Jeff Nichols, acting director for the National Center for Computational Sciences at Oak Ridge National Lab tells us it’s important to remember what national labs like his are used to when it comes to new hardware. His teams got used to having 6 GB memory across Titan’s K20 GPUs and now with Volta on Summit, the combination of 20 petaflops on a single machine and the vast improvement in memory over the K20 mark a significant leap in performance and capability.

Looking ahead, while Volta is compelling, another future supercomputer, a contender for top in the world, is built on Intel’s Knights Hill, which is based on true 10 nanometer will be very competitive, not just in terms of floating point capability and flops per watt—at least assuming Intel meets its projected numbers for this. Matsuoka says that single precision—something many labs are shifting to for as many applications as they can—will offer an attractive option on this front as well.

With all of this said from a device level, the HPC and deep learning convergence is an important mesh for traditional supercomputing sites, Buck says. In terms of feedback on the year ahead from a national lab perspective, he explains that centers are seeing that deep learning is one workflow that is being seen as a cornerstone of exascale—a new tool that the nation’s top supercomputers should be taking advantage of. He notes, however, that the generalized frameworks for deep learning are too broad to be applied to many domains in HPC, pointing to work Nvidia and a national lab collective did on the Candle framework—an AI platform to recognize patterns in DNA sequence information to lead to clearer cancer insights.

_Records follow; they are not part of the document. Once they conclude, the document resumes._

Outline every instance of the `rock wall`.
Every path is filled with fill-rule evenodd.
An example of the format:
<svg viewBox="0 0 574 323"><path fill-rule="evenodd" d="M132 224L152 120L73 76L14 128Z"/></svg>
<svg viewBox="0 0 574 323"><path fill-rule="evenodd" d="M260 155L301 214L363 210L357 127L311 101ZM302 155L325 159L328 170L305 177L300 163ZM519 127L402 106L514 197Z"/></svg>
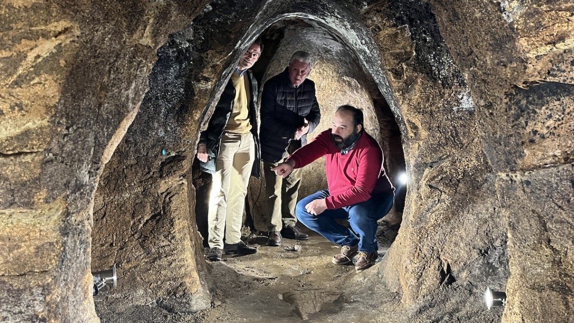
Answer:
<svg viewBox="0 0 574 323"><path fill-rule="evenodd" d="M401 229L378 275L413 316L495 317L480 310L482 296L487 284L503 289L508 277L506 229L466 81L428 4L379 2L362 17L389 67L410 178Z"/></svg>
<svg viewBox="0 0 574 323"><path fill-rule="evenodd" d="M194 3L201 7L199 2ZM98 178L189 2L0 4L0 320L98 322Z"/></svg>
<svg viewBox="0 0 574 323"><path fill-rule="evenodd" d="M432 3L496 174L511 273L502 321L572 322L574 7Z"/></svg>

“What’s exciting for us from an HPC standpoint is that we are building the next AI supercomputer, and from here on, every supercomputer will be an AI supercomputer.” – Ian Buck, GM Accelerated Computing, Nvidia

“Neural network frameworks are not really designed for open science types of problems. For instance, in the Candle example, none of the frameworks had DNA importers. The kinds of neural networks you need are different than image or speech recognition or translation.,” Buck says.

“What the labs do have, however, is the talent to understand how to make this work. Even here, we did not know how to deep learning when we started. We had smart people and we simply trained them; it’s not an impossible thing to learn. It’s data science with a little bit of programming and labs have these people—it’s not hard to learn how to use deep learning frameworks if you’re already a research scientist.”